Chp'li Başkan Aday Adayı İzcioğlu, Tarımdaki Gerçekleri Anlattı

CHP Selçuk Belediye Başkanı aday adayı Sabahattin İzcioğlu, Selçuk Ziraat Odası Başkanı İbrahim Erdallı ile ziraat ve hayvancılık üzerine konuştu.

Chp'li Başkan Aday Adayı İzcioğlu, Tarımdaki Gerçekleri Anlattı
İzcioğlu ile Oda başkanı Erdallı Selçuk’un ziraat ve hayvancılıkla ilgili sorunlarını masaya yatırdılar.
Selçuk Ziraat Odası Başkanı İbrahim Erdallı, kendisinin aynı zaman da İzmir il Koordinasyon kurulu Başkanı da olduğunu, 21 ilçeyi temsil ettiklerini, bu ilçeler de toplam 158 bin üyeleri olduğunu, bu nedenle görevleri arasında Selçuk ziraatçılarının sorunlarıyla uğraşmanın yanında, bu 21 ilçenin sorunlarını da genel merkeze aktardıklarını belirtti.

Devletin tam olarak bir tarım politikası olmadığını, yanlış politikalar nedeniyle pamuk ekiminin Selçuk’ta bittiğini, hayvancılığın ise hemen hemen sona erdiğini, tarım müdürlüklerine bağlı olan( ÇKS) yani Çiftçi Kayıt Sistemi bölümünün, elindeki verilere göre çiftçiye hangi bölgede ne ekeceğine karar vermesini istediklerini Oda Başkanı Erdallı, hatta bu işin Ziraat Odalarına verilmesi konusunda çalışmalar yapıldığını eğer Odalara verirlerse bunun doğru bir karar olduğunu ifade etti.

Ziraat Odalarının Yerel Yönetimlerden çok daha fazla yetkiye ve etkiye sahip olduğunu, 785 şube ve dört milyona yakın üyesiyle büyük bir güç olarak, kendi alanlarında ihracat, ithalat yapabileceklerini, laboratuarlar açabileceklerini, işletmeler kurabileceklerini, hatta çiftçi çocuklarına burs bile verebilecek yönetmelikleri olduğu konusunda araştırma yaptığını hatırlatan İzcioğlu, aslında ziraat odalarının yerel yönetime destek vermeleri gerektiğini tüm bu kadar etki ve yetkiye rağmen, ufak ve orta çiftçinin zor durumda olduğunu, hayvancılığın çöktüğü, kurufasulyenin bile dış ülkelerden alındığını söyledi.

Ziraat Odasının bu kadar büyük bir teşkilatlarıyla yerel yönetimlerin ortak olarak neler yapılabileceğini soran İzcioğlu’na cevap veren Erdallı, tarıma dayalı sanayinin olması gerektiğini belirterek; "Kendi ürünümüzü kendimiz işlemek istiyoruz.

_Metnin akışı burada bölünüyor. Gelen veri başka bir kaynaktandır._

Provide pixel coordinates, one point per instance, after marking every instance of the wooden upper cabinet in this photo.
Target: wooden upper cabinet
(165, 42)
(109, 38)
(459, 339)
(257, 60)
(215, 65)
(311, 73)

En basit misali bugün Selçuk ta sadece 2 milyon kilo aromalık mal çıkıyor. Bu malın alıcı olmadığında işleyecek kuruluş olmadığından çöpe gidiyor. Ayrıca bugün Selçuk’un arazilerinin yüzde 30'unun hazine arazisi, yani hazine arazilerinin değerlendirilmesini istiyoruz. Şu an 70 çiftçimizin yıllardır ektiği hazine arazilerine söküm tebligatı geldi, bu çiftçilerimiz mağdur oluyor" dedi.

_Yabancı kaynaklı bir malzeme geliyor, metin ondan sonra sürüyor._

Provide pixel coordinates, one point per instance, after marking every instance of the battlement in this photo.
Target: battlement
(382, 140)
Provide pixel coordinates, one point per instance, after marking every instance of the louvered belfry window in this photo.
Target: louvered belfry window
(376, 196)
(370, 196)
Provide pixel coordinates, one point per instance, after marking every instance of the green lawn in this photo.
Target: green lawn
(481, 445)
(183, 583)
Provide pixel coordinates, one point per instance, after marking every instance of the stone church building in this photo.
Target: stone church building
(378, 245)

Bu kadar geniş yetkiye sahip ziraat odalarının kendilerinin tarım politikası geliştirip geliştiremeyeceğini, örnek olarak şu an kullandığımız zeytin yağının var olan fabrikaların sıcak yöntem uygulaması ile kalitesinin çok düştüğünü, ama Bodrum gibi bir yerin bile geleceğini turizmden çok doğal yöntemlerle zeytin yağı elde ederek buna bağladığını ve AB ülkelerine litresi 25 Euro dan zeytin yağı ihraç ettiğini örnek alınarak, bu gibi çalışmalar düşünüp düşünmediklerini soran İzcioğlu’na cevap veren Erdallı, Ekonomik sıkıntıları olduğunu, halen var olan Selçuk Üretici Birliği'nin bile gereken işlevini yapamadığını, devletin hazine arazilerini işletenlere destek vermediğini, bir de buradaki çiftçilerin çiftçiliği bir yaşam biçimi olarak görmesi ortak iş yapma alışkanlığı olmaması bazı sorunları çözmede engel olduğunu, aslında Selçuk’ta acilen bir meyve suyu fabrikasına, bir salça fabrikasına ihtiyaç olduğunu ifade etti.

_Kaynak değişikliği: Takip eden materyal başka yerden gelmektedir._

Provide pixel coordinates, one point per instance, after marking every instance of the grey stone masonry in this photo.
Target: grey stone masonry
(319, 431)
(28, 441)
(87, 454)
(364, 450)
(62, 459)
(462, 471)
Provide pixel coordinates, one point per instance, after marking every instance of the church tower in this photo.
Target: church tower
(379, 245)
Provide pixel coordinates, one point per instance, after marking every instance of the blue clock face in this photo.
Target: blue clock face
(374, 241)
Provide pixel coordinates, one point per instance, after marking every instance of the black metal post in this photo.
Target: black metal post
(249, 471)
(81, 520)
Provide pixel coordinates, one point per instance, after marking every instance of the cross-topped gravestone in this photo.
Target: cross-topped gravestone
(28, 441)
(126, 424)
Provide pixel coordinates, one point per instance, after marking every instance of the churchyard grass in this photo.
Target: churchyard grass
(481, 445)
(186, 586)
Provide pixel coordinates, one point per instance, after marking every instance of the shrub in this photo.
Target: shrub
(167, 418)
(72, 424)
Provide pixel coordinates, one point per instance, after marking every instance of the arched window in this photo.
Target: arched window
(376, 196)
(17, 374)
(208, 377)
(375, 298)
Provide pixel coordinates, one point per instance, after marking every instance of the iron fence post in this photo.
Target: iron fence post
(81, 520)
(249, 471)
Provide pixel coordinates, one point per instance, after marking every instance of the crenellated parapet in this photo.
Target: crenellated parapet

Daha somut olarak istek ve önerilerini soran İzcioğlu’na, cevap veren Erdallı, yerel yönetimlerin kesinlikle tarım arazilerini imara açmamalarını, mutlaka Belediye Meclis’i oluşturulurken çiftçilerden de bu mecliste yer verilmesini, istediklerini, en kısa zamanda meyve suyu ve salça fabrikası yapımı çalışmalarına başlatılmasını, hazine arazilerinin tarıma açılması konusunda destek verilmesini isteyerek konuşmasını bitirdi.